Remember, the reason you’re doing this is because you are getting a lot of value as a business and your estimate is that the risk is relatively low. This should free up your organization to invest a bit in these measures.
High Value, High Risk: Flight by Upgrading
Now let’s say you’re a company that is getting great value from your data, but it’s basically all personal data, and it has to be for this value to be generated.
If that’s the case, my advice would be to migrate away from any third-party analytics vendor and invest in setting up your in-house data engineering team to manage your own data collection pipelines and data warehouse infrastructure. You can then build in the essential privacy principles from the ground up, limit what data you share with any third parties, and make sure that your competitive advantage is owned by your company and not in the hands of a third party like Google and at the grace of lawmakers of privacy regulations.

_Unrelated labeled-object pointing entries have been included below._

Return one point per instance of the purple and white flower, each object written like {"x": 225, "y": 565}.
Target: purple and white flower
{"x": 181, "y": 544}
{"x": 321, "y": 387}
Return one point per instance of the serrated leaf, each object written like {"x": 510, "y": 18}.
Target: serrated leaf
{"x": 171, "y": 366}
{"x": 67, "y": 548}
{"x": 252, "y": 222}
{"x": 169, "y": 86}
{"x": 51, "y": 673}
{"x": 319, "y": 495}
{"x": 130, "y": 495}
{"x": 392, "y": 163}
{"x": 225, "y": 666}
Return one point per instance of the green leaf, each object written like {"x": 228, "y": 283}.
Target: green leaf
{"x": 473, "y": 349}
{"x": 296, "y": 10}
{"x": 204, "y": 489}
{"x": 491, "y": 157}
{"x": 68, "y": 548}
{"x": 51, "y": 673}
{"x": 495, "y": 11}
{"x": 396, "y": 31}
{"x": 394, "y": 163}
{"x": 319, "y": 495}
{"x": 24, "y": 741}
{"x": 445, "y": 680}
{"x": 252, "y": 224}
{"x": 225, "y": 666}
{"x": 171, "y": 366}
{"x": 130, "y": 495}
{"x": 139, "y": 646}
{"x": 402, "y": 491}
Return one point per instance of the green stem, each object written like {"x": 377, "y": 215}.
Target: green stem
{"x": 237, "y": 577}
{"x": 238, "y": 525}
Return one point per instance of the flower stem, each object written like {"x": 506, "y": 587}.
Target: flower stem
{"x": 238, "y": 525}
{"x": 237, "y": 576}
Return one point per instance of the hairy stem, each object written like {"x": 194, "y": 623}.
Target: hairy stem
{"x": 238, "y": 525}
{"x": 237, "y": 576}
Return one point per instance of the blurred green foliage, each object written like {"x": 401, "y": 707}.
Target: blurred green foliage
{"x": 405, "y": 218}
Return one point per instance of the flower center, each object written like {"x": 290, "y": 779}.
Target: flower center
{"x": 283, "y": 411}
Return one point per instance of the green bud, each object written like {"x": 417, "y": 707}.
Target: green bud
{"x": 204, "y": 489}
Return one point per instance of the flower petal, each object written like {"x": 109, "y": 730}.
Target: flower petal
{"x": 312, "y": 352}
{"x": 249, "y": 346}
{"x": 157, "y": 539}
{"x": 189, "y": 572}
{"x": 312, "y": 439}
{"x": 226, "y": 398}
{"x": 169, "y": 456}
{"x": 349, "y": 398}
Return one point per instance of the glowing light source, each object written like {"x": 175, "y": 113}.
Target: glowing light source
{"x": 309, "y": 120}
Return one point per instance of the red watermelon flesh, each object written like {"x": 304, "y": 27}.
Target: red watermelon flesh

Currently, our advice is to look at using Snowplow in combination with Server-Side Google Tag Manager to collect all data into the Google Cloud Platform and leverage Google Datastudio on top of BigQuery to visualize your data. However, be aware that if current issues persist, using a cloud owned by a US-headquartered company might end up not being sufficient as well. That’s a discussion for another post, or an episode of our podcast Life after GDPR where we discuss this topic at length with experts.
Hopefully this post has given you a framework to classify the decision you’ll have to make. I recognize that the “value” and “risk” classifications given are very arbitrary, which will skew the outcomes quite a bit. Most work should probably be invested in quantifying the Risk with outside counsel, and the Value with your internal teams.